Joshua Catlett, founder of Verilo, says timing has become more important as private healthcare undergoes significant change.
“We’re at a point where private healthcare is evolving fast. Practices that are positioning for growth are investing in technology, automation, and AI, expanding into multidisciplinary models and upgrading facilities. That takes capital. It’s becoming harder for small independents to keep pace without meaningfully increasing investment.”
The rise of consolidators and private equity-backed trade buyers is accelerating this shift.
These groups are deploying substantial budgets into facilities, recruitment, brand, and operating systems, raising the competitive bar for smaller, owner-operated practices.

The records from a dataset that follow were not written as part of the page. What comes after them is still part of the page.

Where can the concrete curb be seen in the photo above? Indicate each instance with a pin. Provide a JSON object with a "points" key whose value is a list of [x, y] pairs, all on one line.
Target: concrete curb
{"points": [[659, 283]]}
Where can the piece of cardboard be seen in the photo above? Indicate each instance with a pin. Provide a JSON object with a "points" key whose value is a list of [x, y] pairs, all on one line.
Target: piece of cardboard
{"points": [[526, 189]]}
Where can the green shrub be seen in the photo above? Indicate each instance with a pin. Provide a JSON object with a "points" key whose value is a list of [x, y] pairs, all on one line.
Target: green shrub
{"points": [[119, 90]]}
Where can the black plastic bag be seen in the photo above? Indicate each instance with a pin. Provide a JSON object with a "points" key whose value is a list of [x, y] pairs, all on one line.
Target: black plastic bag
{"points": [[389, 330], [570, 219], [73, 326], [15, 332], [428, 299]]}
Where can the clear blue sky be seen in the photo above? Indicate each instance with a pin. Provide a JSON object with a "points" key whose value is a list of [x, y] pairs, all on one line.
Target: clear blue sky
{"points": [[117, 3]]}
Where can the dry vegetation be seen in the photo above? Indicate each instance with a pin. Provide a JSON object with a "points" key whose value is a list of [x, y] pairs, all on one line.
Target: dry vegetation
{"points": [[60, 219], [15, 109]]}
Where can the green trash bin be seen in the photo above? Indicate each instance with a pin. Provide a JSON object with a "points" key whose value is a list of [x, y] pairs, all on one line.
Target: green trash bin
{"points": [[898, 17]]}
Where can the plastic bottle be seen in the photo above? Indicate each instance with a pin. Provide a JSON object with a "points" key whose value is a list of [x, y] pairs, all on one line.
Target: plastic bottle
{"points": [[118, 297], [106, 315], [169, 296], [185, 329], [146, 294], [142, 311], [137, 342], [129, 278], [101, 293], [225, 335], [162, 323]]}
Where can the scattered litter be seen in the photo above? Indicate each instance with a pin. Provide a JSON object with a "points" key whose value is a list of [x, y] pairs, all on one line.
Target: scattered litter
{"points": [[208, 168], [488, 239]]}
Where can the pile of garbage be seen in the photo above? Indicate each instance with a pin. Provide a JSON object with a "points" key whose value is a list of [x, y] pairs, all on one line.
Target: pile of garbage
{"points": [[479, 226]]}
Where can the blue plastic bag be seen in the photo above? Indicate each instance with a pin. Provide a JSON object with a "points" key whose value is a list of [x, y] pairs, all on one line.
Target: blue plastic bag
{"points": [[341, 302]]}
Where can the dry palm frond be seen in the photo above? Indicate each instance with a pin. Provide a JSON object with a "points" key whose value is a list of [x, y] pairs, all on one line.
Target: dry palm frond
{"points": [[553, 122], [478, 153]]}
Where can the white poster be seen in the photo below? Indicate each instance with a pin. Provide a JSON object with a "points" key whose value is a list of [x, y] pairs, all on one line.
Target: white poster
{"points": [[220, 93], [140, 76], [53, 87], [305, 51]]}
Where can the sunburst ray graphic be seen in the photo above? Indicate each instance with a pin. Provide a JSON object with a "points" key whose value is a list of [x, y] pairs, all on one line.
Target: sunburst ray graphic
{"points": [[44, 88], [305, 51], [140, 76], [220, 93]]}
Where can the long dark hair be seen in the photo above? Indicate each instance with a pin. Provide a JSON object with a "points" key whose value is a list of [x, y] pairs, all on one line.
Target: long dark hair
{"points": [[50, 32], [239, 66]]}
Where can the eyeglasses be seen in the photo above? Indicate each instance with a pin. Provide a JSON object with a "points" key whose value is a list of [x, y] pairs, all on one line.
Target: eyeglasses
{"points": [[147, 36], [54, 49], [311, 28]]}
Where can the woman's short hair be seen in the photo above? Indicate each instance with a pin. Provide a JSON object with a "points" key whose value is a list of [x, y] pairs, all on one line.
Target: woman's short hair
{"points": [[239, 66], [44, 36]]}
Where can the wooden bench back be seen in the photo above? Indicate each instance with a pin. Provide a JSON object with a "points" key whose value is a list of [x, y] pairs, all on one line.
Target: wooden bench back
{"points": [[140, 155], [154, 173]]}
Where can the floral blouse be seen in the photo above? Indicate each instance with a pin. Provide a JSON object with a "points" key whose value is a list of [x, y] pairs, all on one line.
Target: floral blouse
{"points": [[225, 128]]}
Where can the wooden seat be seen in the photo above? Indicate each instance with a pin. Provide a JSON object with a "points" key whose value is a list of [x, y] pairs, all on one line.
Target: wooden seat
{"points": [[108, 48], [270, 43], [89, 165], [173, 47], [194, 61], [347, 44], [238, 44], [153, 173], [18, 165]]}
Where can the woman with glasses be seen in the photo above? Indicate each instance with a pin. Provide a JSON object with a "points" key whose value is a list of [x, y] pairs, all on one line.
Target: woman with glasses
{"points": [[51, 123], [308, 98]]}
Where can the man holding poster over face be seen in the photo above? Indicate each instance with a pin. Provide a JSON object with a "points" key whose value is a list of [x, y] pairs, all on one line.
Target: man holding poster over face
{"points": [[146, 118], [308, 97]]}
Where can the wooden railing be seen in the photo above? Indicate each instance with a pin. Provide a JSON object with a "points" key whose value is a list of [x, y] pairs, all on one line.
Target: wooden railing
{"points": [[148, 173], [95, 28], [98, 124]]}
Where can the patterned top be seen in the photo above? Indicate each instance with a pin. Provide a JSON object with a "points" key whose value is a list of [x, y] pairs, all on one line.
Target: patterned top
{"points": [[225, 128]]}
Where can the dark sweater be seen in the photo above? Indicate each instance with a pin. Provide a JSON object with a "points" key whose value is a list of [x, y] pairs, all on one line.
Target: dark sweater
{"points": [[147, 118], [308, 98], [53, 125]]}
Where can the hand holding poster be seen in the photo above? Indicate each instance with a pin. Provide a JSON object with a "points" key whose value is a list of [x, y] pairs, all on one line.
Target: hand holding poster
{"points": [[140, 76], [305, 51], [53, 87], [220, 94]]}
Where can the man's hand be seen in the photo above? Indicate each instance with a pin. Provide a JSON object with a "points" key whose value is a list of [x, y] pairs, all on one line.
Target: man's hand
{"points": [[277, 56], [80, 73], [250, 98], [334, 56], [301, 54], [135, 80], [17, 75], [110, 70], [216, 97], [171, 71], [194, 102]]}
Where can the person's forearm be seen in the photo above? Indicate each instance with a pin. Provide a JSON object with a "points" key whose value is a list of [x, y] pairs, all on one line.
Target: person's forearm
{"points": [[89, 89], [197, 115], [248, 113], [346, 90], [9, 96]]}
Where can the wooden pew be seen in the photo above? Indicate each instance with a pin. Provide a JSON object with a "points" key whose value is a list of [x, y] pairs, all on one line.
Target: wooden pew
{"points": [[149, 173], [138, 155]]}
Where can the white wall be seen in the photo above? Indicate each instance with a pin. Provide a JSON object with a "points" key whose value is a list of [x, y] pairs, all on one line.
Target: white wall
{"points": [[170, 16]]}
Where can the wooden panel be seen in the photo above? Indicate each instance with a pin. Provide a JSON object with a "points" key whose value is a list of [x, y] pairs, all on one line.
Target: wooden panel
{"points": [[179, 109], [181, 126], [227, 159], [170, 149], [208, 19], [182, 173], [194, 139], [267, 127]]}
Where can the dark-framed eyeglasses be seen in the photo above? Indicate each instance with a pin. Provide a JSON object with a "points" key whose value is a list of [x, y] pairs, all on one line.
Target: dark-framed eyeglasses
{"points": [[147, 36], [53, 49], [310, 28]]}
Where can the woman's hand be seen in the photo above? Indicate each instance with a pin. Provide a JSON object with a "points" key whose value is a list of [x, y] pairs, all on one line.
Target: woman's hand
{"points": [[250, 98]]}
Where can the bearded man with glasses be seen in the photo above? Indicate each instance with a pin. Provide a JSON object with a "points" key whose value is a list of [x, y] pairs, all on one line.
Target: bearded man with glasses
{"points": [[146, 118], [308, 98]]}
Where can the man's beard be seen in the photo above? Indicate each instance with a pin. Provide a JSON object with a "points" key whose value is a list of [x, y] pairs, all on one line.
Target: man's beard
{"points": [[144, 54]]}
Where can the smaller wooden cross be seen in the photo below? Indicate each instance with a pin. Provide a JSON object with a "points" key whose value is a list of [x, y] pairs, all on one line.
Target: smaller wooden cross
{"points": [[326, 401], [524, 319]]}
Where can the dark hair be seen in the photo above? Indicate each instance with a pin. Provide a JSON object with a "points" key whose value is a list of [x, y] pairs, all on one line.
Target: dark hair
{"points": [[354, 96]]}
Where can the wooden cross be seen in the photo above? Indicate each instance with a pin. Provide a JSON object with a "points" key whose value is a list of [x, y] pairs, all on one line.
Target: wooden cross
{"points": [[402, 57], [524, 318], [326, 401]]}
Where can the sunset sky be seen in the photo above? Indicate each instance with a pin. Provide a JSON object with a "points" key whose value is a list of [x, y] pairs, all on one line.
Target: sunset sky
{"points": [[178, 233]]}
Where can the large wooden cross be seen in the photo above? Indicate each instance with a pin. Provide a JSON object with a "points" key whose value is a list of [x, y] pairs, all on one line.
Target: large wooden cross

According to Verilo, these consolidators can make strong acquirers, but they also represent growing competition.
Catlett says this is changing the way owners think about timing.
“In the past, waiting another year often meant stronger trading and a higher valuation. Today, owners are weighing the cost of investing for future growth against the option of exiting while their practice is strong and demand is high. A planned sale can give them more control, buyer choice, and a cleaner negotiation.”
Verilo nods to a growing number of owners selling while retaining clinical roles post-sale, allowing specialist operators to provide the capital and infrastructure needed to scale.
Catlett sees the shift as part of the sector’s maturation, rather than a sign of distress.
“Private healthcare is professionalising. Owners now have viable options to exit on strength, rather than waiting until the business needs major investment or faces strategic pressure.”